Shan, the 19-year-old Florida International University student who is friends with Izhar Khan, seems to embody the conflicting opinions in the room. First, he touts his American civil rights: "Our power as Americans is to criticize the politicians to make them better," he says. Moments later, he advocates religion-based government. "Islamic law is perfect."

When the discussion turns to the Khan case, mixed emotions again prevail. The students seem both angry and resigned. Shan's voice rises when he remembers the FBI agents, their guns trained at the mosque, ready to arrest his imam. "We're very good friends," he says of Izhar Khan. He says that Khan helped increase attendance at the mosque and that people were frightened away after his arrest. Wahid called the imam a "huge positive force" for young people.

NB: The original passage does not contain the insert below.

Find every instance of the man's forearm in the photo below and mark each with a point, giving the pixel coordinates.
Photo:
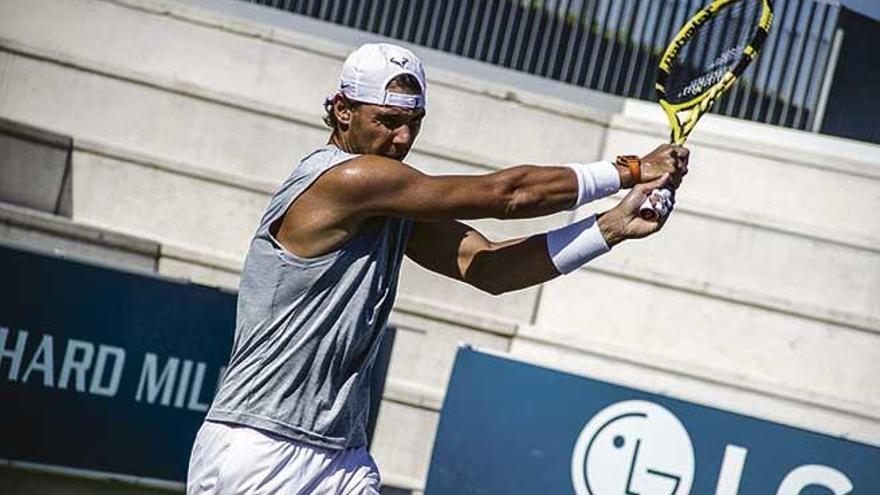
(511, 265)
(532, 191)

But when asked about the terrorism charges, Shan becomes subdued, almost mournful. The animation that lit his voice is gone. "There's nothing we can do about it," he says.

Hamza, his 16-year-old classmate, is even more cautious. He's not sure if the allegations against Izhar Khan are true. "Life goes on," he says.

Owais Qureshi, a Deerfield High School student, still has some indignation left. He points out that the Margate mosque serves the wider community and provided food for the needy after Hurricane Wilma. He's hurt that the protesters ignored all that when they yelled and screamed for the mosque to be shut down.

"It does make me sad," he says. "They just didn't choose to first find the truth before they took action."


It will be nine long months before the Khans are scheduled to go to trial. Wahid expects to battle with prosecutors over the accuracy of their translations, since much of their evidence rests on phone calls in which Hafiz Khan was speaking his native Pashto. Meanwhile, both sides are still debating what evidence — particularly information-gathering via wiretapping — should be allowed during trial.

Wahid knows there is pressure to resolve this case. Hundreds of Muslims in South Florida will be invested in the outcome. As religious leaders, the Khans' fate is inextricably linked to their followers. "[This case] will have far more of an impact on the Muslim community as a whole than some other cases we've dealt with," Wahid says.

Back in Margate on a quiet Thursday afternoon, a small group of elderly men leaves the mosque after saying prayers. A white-bearded man stops to praise imam Izhar Khan. He doesn't believe Izhar was supporting terrorists. "He liked to help poor people. We like him. He's very educated. Nice," says the man, who declines to give his name.

The man is gentle and soft-spoken, smiling and patting the arm of the reporter questioning him. But there is a sadness in his weathered face. "We miss him very much," he says. "Only God knows best... I hope they come home one day — him and his father."

Staff writer Matthew Hendley contributed to this article.